Mounier C, Lavoie L, Dumas V, Mohammad-Ali K, Wu J, Nantel A, Bergeron J J, Thomas D Y, Posner B I
The Polypeptide Hormone Laboratory, McGill University, Strathcona Building, 3640 University Street, Quebec, H3A 2B2, Montreal, Canada.
Mol Cell Endocrinol. 2001 Feb 28;173(1-2):15-27. doi: 10.1016/s0303-7207(00)00439-1.
Grb10 is a member of a family of adapter proteins that binds to tyrosine-phosphorylated receptors including the insulin receptor kinase (IRK). In this study recombinant adenovirus was used to over-express hGrb10zeta, a new Grb10 isoform, in primary rat hepatocytes and the consequences for insulin signaling were evaluated. Over-expression of hGrb10zeta resulted in 50% inhibition of insulin-stimulated IRK autophosphorylation and activation. Analysis of downstream events showed that hGrb10zeta over-expression specifically inhibits insulin-stimulated glycogen synthase (GS) activity and glycogen synthesis without affecting insulin-induced IRS1/2 phosphorylation, PI3-kinase activation, insulin like growth factor binding protein-1 (IGFBP-1) mRNA expression, and ERK1/2 MAP kinase activity.

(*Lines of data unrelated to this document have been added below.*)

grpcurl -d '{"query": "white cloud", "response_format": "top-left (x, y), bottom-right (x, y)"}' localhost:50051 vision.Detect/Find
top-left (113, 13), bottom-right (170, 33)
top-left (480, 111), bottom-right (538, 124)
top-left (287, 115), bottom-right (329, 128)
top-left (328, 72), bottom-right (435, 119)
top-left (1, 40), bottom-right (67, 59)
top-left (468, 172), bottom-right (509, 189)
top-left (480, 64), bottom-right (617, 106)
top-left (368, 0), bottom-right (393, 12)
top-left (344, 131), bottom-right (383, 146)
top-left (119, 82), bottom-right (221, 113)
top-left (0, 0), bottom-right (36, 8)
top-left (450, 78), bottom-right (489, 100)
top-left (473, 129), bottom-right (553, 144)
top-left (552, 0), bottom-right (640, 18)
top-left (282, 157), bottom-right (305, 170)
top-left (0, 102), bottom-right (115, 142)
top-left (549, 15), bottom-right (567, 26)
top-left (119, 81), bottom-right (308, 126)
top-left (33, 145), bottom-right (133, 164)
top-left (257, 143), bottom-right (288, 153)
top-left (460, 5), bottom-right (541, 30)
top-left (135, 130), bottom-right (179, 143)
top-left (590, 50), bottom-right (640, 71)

The classical pathway from PI3-kinase through Akt-PKB/GSK-3 leading to GS activation by insulin was also not affected by hGrb10zeta over-expression. These results indicate that hGrb10zeta inhibits a novel and presently unidentified insulin signaling pathway leading to GS activation in liver.

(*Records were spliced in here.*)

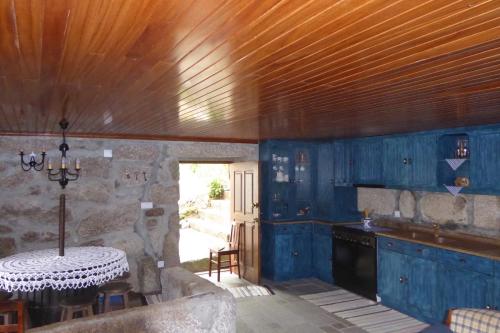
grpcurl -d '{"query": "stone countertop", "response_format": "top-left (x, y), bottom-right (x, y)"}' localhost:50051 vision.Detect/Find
top-left (374, 221), bottom-right (500, 261)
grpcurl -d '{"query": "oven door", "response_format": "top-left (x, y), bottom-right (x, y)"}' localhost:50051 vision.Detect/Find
top-left (333, 237), bottom-right (377, 300)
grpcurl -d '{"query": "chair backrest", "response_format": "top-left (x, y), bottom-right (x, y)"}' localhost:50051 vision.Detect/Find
top-left (448, 308), bottom-right (500, 333)
top-left (0, 300), bottom-right (24, 333)
top-left (229, 223), bottom-right (244, 249)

Grb10是衔接蛋白家族的成员,可与包括胰岛素受体激酶(IRK)在内的酪氨酸磷酸化受体结合。在本研究中,重组腺病毒用于在原代大鼠肝细胞中过表达一种新的Grb10亚型hGrb10ζ,并评估其对胰岛素信号传导的影响。hGrb10ζ的过表达导致胰岛素刺激的IRK自磷酸化和激活受到50%的抑制。对下游事件的分析表明,hGrb10ζ的过表达特异性抑制胰岛素刺激的糖原合酶(GS)活性和糖原合成,而不影响胰岛素诱导的IRS1/2磷酸化、PI3激酶激活、胰岛素样生长因子结合蛋白-1(IGFBP-1)mRNA表达以及ERK1/2丝裂原活化蛋白激酶活性。从PI3激酶经Akt-PKB/GSK-3导致胰岛素激活GS的经典途径也不受hGrb10ζ过表达的影响。这些结果表明,hGrb10ζ抑制了一条新的、目前尚未明确的导致肝脏中GS激活的胰岛素信号通路。